Output the distribution of biotypes for the subset of ensembl ids that have no HGNC ID.

library(ggplot2)
x <- ensg_details$gene_biotype
x[is.na(x)] <- "Unknown"

# Base R counts table -> data.frame
tab <- table(x)
df_counts <- data.frame(
  biotype = names(tab),
  n       = as.integer(tab),
  stringsAsFactors = FALSE
)

# Order by counts (ascending) for a nice horizontal bar chart
df_counts <- df_counts[order(df_counts$n,decreasing = TRUE), ]
df_counts$biotype <- factor(df_counts$biotype, levels = df_counts$biotype)
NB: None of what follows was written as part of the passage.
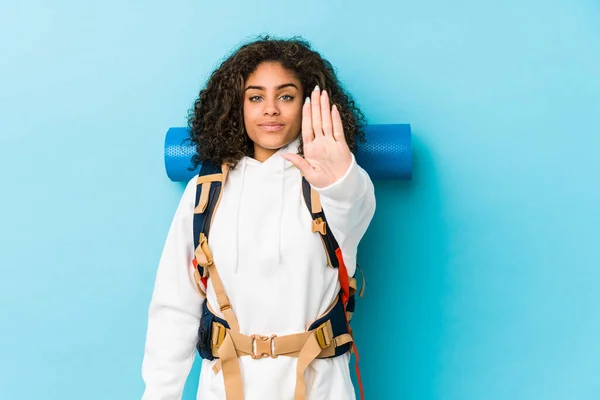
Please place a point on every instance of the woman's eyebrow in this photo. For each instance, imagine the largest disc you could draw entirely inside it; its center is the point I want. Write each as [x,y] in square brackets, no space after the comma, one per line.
[277,88]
#only include the top 20 biotypes
df_counts <- df_counts[1:min(10, nrow(df_counts)), ]

ggplot(df_counts, aes(x = biotype, y = n, fill = biotype)) +
  geom_col(width = 0.8, color = "grey20") +
  coord_flip() +
  scale_fill_brewer(palette = "Set3", guide = "none") +
  labs(
    x = NULL, y = "Number of genes",
    title = "Distribution of Gene Biotypes - \ntop 10 types not mapped"
  ) +
  theme_minimal(base_size = 13) +
  theme(
    plot.title.position = "plot",
    panel.grid.major.y = element_blank()
  )

Would the mapping of these identifiers have been different if we used a different version of Ensembl?